According to Hayek, they still do, well, circa 1960 that is. I rather like the idea of having a certain sect of the wealthy class that, after attaining their corpulent supply of currency, sit around, sip wine, and play exuberant amounts of polo. It's harmless, well deserved, and pretty darn classy if you ask me. What I don't like however, is the existence of an upper-upper class; a hyper rich elite that practices not the leisurely lifestyle of the aforementioned wealthy class, but devotes the majority of their time to consolidating, growing, and and hoarding their wealth at the expense of the "employed majority." Hayek mentions on page 123 that,

"When an employed majority determines legislation and policy, conditions will tend to be adapted to the standards of that group and become less favorable to the independent."

This notion would hold truth in a society where hyper-rich and corporate interests effects on governmental legislation were proportional to the majority of the citizens.
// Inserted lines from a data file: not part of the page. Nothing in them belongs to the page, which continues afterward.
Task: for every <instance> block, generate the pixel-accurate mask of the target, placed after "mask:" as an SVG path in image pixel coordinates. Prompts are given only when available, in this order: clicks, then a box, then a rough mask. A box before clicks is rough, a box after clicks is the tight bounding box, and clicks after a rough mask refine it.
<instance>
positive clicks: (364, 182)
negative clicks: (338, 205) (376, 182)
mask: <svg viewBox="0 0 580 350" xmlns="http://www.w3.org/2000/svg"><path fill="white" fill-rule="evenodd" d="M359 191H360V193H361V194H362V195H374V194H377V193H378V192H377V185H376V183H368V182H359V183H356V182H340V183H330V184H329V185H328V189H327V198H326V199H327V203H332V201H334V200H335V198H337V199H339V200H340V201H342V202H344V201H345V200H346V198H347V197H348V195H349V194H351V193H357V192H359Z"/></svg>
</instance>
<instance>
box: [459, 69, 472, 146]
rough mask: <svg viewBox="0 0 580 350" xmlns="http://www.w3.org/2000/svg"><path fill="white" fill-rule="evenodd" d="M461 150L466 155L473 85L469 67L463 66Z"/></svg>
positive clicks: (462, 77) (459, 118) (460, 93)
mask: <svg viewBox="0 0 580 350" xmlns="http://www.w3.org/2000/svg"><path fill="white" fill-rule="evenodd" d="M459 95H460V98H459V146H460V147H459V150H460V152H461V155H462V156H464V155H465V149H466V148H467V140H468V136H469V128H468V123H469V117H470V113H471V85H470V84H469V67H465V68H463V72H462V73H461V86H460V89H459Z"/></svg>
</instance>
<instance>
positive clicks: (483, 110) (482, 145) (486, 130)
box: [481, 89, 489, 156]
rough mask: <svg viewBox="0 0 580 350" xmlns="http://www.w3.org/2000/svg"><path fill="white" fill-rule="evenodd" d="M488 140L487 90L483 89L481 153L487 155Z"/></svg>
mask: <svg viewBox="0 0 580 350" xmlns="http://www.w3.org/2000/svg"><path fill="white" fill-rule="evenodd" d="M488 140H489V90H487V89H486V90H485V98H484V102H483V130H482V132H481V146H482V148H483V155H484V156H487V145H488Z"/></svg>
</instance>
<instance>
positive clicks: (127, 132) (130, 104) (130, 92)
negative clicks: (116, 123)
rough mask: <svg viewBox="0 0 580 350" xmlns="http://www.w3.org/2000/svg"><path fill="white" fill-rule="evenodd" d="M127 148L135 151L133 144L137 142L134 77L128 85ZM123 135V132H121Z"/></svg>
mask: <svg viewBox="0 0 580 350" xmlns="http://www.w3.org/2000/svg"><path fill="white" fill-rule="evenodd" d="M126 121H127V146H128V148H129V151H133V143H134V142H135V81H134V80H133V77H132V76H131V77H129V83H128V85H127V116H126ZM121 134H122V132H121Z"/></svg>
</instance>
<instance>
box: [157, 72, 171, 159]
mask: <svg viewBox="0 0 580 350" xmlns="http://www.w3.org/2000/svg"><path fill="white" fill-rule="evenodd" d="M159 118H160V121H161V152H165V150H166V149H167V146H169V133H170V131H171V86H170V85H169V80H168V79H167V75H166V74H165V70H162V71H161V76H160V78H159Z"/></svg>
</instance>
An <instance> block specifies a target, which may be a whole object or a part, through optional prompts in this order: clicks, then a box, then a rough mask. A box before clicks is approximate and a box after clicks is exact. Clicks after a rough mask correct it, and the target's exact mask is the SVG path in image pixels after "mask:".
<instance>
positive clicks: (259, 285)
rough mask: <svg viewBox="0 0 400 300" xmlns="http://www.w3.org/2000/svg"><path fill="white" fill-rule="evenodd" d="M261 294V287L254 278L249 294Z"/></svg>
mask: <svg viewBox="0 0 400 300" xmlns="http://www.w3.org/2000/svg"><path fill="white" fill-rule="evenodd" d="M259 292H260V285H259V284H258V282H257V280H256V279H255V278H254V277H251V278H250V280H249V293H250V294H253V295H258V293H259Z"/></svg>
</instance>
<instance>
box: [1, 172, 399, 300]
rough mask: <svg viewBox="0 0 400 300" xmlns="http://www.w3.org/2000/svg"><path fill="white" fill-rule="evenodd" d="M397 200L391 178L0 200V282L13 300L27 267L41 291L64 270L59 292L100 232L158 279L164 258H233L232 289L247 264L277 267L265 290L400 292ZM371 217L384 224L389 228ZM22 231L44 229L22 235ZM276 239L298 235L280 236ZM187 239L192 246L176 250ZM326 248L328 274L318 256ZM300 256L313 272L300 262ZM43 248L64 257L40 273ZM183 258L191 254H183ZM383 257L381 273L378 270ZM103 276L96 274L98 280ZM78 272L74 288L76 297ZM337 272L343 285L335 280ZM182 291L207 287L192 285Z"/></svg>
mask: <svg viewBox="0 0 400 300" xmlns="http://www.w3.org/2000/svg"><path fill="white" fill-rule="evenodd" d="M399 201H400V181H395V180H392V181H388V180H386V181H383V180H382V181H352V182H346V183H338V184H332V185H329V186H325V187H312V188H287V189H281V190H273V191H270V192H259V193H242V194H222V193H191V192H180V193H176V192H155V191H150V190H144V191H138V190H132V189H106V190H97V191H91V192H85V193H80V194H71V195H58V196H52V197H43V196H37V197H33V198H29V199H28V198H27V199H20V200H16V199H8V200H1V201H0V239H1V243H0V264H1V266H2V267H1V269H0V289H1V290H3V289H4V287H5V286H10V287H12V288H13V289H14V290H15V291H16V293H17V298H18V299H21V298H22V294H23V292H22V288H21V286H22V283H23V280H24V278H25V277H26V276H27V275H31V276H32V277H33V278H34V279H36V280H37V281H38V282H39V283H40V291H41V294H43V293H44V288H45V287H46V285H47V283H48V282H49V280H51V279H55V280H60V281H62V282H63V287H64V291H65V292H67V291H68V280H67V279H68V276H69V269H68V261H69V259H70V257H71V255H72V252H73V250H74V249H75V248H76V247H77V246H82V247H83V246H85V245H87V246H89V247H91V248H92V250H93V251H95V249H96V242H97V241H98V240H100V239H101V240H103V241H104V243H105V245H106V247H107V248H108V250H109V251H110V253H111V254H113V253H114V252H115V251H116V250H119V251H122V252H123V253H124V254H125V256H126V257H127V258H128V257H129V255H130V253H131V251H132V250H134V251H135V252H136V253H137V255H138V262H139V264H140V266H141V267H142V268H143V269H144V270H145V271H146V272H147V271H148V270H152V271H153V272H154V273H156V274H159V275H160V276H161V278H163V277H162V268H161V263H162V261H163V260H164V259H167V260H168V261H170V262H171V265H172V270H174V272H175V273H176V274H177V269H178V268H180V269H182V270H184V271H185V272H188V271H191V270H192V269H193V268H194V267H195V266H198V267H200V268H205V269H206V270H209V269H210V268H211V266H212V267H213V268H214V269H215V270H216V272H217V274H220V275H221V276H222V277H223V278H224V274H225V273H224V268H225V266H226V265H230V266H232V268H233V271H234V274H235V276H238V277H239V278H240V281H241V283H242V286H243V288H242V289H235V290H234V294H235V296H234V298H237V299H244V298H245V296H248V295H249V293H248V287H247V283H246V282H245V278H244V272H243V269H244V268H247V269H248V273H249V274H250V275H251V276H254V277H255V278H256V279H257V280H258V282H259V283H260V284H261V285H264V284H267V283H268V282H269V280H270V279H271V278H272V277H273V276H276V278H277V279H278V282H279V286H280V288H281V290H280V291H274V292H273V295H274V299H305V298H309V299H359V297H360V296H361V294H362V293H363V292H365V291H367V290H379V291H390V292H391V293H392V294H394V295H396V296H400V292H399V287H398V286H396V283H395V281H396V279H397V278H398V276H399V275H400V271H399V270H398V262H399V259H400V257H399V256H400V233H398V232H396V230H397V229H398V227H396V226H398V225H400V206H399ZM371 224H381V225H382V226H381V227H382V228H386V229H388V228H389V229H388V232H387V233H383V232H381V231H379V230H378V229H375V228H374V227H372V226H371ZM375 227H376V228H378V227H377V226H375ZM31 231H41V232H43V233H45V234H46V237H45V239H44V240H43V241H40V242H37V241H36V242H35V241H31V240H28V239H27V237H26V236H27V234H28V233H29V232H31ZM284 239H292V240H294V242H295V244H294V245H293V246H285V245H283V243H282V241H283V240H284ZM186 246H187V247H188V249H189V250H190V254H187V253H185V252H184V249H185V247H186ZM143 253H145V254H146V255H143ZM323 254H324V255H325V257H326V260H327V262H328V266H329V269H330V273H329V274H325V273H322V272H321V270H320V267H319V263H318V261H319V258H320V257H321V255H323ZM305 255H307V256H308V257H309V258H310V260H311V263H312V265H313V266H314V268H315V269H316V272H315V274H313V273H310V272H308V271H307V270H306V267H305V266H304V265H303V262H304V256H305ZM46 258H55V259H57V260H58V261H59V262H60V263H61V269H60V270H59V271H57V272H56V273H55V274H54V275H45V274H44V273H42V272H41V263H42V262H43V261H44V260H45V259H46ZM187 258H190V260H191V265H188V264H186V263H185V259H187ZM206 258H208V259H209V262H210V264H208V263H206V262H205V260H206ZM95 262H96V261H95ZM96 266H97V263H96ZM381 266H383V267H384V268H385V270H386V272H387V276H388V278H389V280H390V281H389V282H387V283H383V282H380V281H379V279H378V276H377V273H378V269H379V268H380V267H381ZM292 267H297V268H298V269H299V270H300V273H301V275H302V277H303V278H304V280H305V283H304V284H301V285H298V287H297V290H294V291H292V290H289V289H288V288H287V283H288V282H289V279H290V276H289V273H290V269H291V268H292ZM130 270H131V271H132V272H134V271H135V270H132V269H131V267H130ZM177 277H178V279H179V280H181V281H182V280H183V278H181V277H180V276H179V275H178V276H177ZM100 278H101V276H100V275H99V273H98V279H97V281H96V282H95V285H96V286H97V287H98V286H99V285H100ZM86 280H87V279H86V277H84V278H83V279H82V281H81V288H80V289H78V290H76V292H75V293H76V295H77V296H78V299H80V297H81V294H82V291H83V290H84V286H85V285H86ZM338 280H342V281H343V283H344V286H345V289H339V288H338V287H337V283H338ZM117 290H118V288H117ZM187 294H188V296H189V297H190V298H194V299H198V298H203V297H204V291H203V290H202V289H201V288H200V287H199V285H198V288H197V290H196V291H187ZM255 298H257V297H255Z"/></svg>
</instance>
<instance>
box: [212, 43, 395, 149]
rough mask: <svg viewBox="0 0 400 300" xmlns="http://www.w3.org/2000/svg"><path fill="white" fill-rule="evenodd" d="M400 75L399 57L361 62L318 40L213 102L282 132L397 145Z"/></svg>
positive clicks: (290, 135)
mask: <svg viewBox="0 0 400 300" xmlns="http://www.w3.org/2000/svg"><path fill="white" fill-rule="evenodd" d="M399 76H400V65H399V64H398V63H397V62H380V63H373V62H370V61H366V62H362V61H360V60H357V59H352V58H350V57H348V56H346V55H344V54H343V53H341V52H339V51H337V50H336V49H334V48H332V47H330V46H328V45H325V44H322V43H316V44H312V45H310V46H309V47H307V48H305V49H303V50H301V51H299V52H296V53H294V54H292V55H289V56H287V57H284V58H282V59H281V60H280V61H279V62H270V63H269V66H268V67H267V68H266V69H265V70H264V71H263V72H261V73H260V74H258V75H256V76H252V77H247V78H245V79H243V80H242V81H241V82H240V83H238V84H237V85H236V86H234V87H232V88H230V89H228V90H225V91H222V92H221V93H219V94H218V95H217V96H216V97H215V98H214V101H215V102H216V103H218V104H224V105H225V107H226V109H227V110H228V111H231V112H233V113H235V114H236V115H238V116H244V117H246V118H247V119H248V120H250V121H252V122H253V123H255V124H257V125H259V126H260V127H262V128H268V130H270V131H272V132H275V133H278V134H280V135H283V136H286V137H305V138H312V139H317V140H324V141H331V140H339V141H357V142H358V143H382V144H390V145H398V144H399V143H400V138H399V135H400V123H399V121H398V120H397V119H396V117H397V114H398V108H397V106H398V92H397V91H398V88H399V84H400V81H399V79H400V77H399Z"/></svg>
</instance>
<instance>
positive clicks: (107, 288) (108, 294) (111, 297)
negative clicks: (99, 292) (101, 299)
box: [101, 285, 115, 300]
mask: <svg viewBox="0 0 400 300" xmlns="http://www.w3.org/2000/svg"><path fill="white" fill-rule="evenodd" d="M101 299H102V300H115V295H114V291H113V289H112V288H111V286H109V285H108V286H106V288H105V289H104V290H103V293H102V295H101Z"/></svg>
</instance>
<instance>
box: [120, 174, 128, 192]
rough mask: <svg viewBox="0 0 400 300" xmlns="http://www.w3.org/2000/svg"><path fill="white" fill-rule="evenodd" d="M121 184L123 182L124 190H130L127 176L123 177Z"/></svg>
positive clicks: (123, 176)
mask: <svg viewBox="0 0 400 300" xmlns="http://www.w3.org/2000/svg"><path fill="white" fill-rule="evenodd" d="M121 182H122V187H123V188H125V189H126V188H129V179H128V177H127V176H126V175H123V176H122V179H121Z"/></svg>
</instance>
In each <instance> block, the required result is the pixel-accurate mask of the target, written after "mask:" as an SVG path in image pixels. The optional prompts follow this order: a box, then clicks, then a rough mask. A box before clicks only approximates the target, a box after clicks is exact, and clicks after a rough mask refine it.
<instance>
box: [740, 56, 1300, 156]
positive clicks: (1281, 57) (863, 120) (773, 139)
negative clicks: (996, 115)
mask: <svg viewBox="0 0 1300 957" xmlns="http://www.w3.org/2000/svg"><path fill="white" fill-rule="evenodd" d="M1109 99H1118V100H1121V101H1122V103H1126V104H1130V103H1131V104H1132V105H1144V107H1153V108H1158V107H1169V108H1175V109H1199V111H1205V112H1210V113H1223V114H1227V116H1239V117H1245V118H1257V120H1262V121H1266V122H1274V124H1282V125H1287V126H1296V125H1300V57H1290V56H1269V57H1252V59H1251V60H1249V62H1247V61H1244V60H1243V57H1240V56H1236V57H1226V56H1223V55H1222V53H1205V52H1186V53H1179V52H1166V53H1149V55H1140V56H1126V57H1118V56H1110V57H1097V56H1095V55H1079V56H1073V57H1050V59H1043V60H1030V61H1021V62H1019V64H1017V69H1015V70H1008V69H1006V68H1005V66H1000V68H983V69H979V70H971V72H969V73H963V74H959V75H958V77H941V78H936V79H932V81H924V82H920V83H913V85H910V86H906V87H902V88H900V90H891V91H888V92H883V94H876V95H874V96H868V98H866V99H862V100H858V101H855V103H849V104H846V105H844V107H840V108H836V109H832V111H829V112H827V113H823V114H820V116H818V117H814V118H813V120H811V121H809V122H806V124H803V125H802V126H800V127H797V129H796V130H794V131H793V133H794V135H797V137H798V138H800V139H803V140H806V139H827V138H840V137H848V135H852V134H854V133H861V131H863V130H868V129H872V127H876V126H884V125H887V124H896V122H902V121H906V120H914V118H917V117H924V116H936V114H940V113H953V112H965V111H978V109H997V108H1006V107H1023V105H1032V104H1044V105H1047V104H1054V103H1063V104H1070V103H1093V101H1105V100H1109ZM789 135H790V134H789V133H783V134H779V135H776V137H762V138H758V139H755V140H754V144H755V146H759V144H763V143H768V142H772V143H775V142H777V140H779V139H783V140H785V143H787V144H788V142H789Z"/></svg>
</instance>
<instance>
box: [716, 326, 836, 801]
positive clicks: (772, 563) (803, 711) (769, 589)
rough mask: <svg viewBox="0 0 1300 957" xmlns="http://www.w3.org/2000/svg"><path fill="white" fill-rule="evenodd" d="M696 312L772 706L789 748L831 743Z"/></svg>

Unfortunately for the United States, or at least her working class "employed majority", this has proven to be very questionable. I fail to see how the voice of the majority can be heard over that of a 1% that controls more wealth than the bottom 50%, especially in the United States. I'm not bashing Hayek on his point made in this portion of the chapter as much as I'm curious as to how he'd respond to the gross permutation the wealth distribution in the United States has taken. Clearly, this is a major problem that needs solving; does the solution lie in government intervention? If yes, what sort of intervention? Higher tax brackets? Limits on political influence?
If the solution lies outside of government intervention, where then?

1 comment:

  1. Excellent questions Caleb, but more importantly-
    Does the poor college student class "Holla back?"